When he finally arrived in Long Bia, near the east coast, 137 days after entering the rainforest, he was greeted in a very unfriendly manner by a Mission Aviation Fellowship (MAF) pilot named Ian, and when he checked into a hotel and looked into the mirror he noticed he had "a penetrating half-mad look to [his] eyes, a look of such unblinking intensity that immediately [he] realised why Ian hadn't been eager to invite [him] into his house." When he went further downriver, for what he thought would be the last day, he was shocked to see the river all muddy from logging and the bare shores, motorised longboats and locals in western T-shirts. He also worried about how he would deal with the police, having an expired passport and no visa. But the sores on his feet were erupting again and he wanted to go to a hospital. "I was exhausted, depressed and half-crippled. The jungle had just spat me out like a piece of old chewing gum. And what were my chances of making it through another 800 miles of jungle in my condition? I could be back in San Francisco in a week, and the temptation to go was great. Get on a plane, I tried to convince myself. Don't be a fool!" Yet, just a day from reaching the coast, he decided to turn back.

===Second crossing===

After taking 10 days to let his wounds heal in Long Bia, he set off for the return trip. Confident that he had learned enough by the first crossing, he decided to test himself by taking a more difficult and uncertain route, through the central Kenyah highlands. Getting there would have to be done by plane, to avoid the notoriously dangerous rapids on the Kayan River. He earned this trip on the MAF plane by repairing it (taking it completely apart), despite having no knowledge of airplanes.

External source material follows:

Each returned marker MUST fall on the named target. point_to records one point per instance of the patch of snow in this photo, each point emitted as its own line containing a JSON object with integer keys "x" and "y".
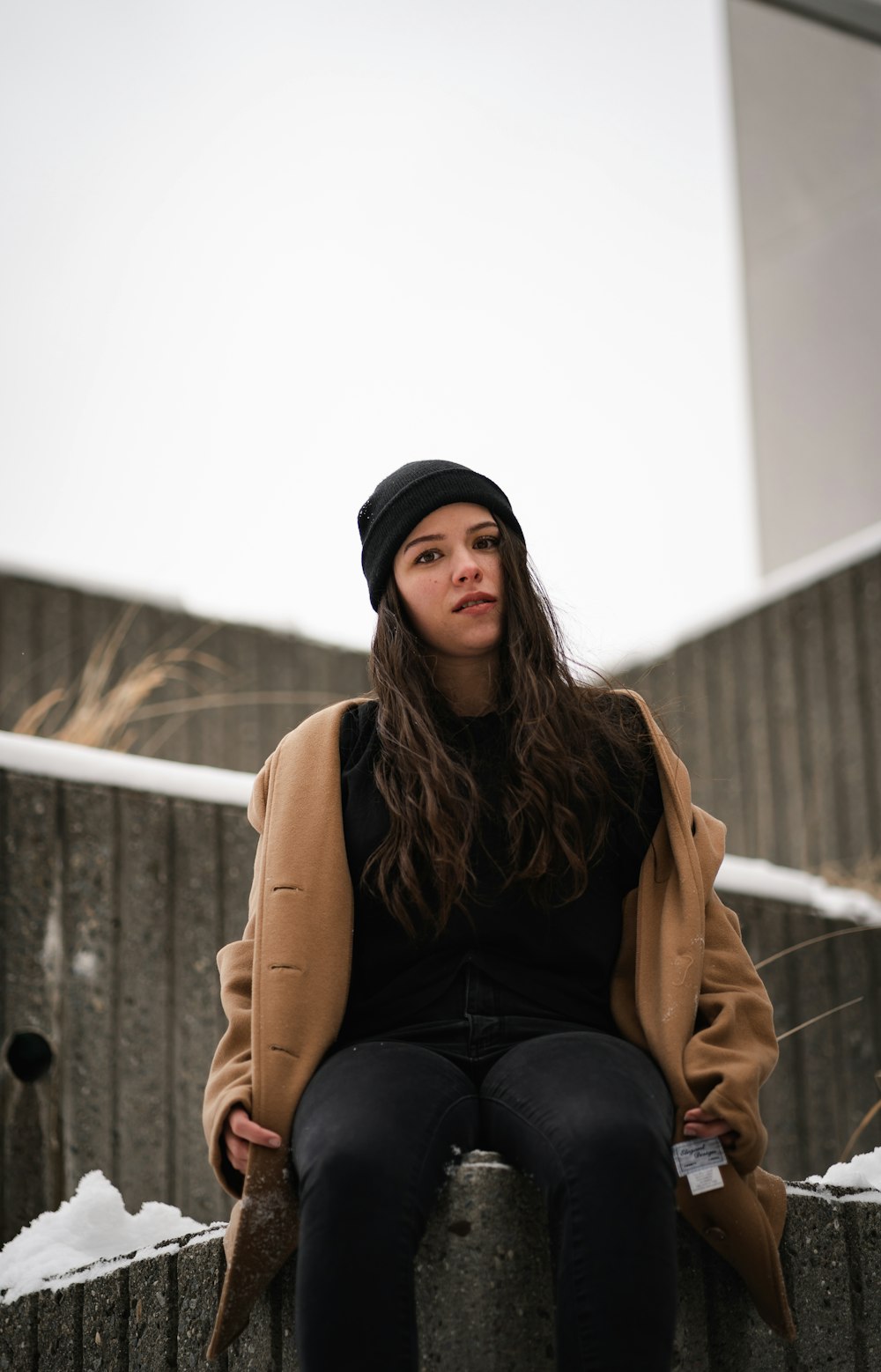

What he didn't know was that a rumour was going around about an evil spirit wandering around, and he was regularly taken for this spirit, especially when he entered Dayak villages alone at night. Dayaks never travel through the forest at night, and most certainly not alone, and on top of that his looks fit the description rather too well, which led to some harrowing moments when he had to explain his unlikely appearance at spearpoint.

==Reception==
Stranger in the Forest was ranked #50 in National Geographic Adventure's "100 Greatest Adventure Books of All Time" (2004). It was also included in National Geographic Traveler's "Ultimate Travel Library" (2008), and the "Penguin Travel Library" series.

The book was reviewed in the New York Times (1988) by Deborah Stead who said "Stranger in the Forest is a gracefully written and passionate book that is full of such unexpected delights. It is an account of a strange world made palpable, written with disarming modesty and rare sensitivity." Jack Mathews writing in the Los Angeles Times (1988) criticized Hansen for going native and hunting local wildlife, "A few more fascinated visitors like him and the jungles of Borneo won't be quite so fascinating, to Hansen or anyone else."